Analog zum Aufbau einer Gedächtnisstruktur zur Orientierung über die Umwelt konstruiert unser Körpergedächtnis (kinästhetisches Gedächtnis) aus interozeptiven und haptischen Sinneswahrnehmungen ein dreidimensionales Modell unseres Körpers. Durch Integration und Speicherung dieser Körperwahrnehmungen wird ein Körpergedächtnis aufgebaut.  Auch der menschliche Körper hat also ein Gedächtnis, wobei früh gelernte Bewegungsabläufe wie Fahrradfahren, Klavierspielen und Schwimmen ein Leben lang gespeichert werden.So können sich die Finger eines Klavierspielers auch nach vielne Jahren noch an die Läufe erinnern. Auch Tänzer memorieren unendlich viele, komplizierte Schrittfolgen, Sprünge und Drehungen, die auch lange nach dem Ende der aktiven Laufbahn erhalten bleiben, wobei hier vor allem die Musik das Körpergedächtnis stützt. Jede Aneignung von Bewegungsmustern, Schritten und Anschlägen arbeitet demnach mit dem Erinnerungsvermögen des Körpers und seinem kinästhetischen Gedächtnis, das  das Gelernte speichert und  es als verkörpertes Wissen verfügbar macht, wobei zum Erinnern natürlich auch das Löschen, Vergessen und Verdrängen wie beim normalen Gedächtnis gehören.

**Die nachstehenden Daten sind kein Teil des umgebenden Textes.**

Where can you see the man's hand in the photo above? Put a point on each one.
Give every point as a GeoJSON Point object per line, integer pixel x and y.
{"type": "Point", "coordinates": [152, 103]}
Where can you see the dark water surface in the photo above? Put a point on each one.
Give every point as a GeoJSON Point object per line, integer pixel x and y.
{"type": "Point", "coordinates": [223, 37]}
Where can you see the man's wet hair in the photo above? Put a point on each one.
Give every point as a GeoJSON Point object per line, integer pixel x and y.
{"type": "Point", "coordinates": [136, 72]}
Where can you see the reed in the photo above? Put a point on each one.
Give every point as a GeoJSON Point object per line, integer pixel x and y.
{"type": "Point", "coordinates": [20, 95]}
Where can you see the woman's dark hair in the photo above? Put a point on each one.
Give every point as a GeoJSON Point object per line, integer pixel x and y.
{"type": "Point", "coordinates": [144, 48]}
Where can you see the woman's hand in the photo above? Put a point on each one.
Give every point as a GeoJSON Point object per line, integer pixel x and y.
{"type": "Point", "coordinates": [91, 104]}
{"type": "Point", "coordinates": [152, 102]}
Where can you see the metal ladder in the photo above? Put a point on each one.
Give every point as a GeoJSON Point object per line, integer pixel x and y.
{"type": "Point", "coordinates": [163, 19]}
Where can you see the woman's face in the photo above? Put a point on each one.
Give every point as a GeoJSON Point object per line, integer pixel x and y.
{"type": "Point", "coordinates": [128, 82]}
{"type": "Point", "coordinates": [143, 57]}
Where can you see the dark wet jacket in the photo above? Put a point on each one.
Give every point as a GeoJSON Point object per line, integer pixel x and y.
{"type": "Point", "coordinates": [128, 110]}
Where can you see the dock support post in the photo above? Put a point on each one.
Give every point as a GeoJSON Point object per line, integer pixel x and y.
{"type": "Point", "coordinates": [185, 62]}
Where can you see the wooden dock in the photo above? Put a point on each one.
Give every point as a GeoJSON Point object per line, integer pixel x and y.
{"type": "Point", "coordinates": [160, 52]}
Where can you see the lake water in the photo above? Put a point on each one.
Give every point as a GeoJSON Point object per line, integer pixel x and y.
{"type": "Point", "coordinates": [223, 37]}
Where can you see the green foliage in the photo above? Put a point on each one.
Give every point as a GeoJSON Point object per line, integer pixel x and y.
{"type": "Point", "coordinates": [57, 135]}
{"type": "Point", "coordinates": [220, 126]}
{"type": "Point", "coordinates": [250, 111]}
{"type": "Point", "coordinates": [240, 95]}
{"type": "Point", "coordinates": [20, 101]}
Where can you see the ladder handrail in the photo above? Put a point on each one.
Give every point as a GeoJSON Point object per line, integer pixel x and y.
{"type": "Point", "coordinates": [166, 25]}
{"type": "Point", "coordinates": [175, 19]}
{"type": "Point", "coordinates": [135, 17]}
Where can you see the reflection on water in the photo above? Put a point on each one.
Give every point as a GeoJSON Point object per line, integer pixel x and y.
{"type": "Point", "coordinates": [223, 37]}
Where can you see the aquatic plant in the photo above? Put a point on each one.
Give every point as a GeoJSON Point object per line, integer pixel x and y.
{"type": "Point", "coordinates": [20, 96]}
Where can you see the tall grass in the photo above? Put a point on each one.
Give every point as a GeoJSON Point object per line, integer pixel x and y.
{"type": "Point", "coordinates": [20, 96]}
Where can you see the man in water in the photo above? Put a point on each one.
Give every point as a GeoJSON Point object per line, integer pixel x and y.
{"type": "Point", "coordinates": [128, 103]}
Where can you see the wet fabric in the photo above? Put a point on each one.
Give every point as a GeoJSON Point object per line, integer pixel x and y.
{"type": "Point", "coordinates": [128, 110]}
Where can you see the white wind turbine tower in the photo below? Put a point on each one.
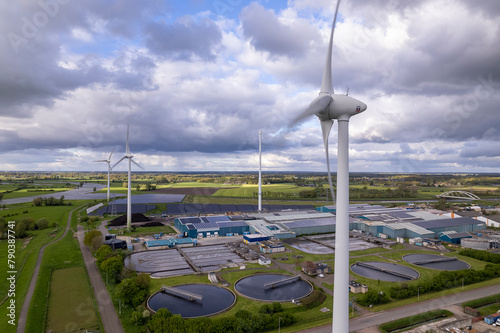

Musik dient außerdem dazu, Erinnerungen wieder ins Bewusstsein zu holen, etwa bei Demenzkranken, bei denen man durch das Vorspielen von Kinderliedern oder alten Schlagern das Erinnerungsvermögen erhöhen kann. Übrigens ist diese besonders gute Verankerung bei Bewegungen dafür verantwortlich, dass es so schwer ist, einmal Gelerntes zu korrigieren und Abgespeichertes zu vergessen, was besonders bei SportlerInnen ein großer Nachteil sein kann.
Der menschliche Körper nimmt allerdings auch zwischenmenschliche Beziehungen durch Erfahrungen im Körper wahr, die genauso  eine biologische Spur hinterlassen können.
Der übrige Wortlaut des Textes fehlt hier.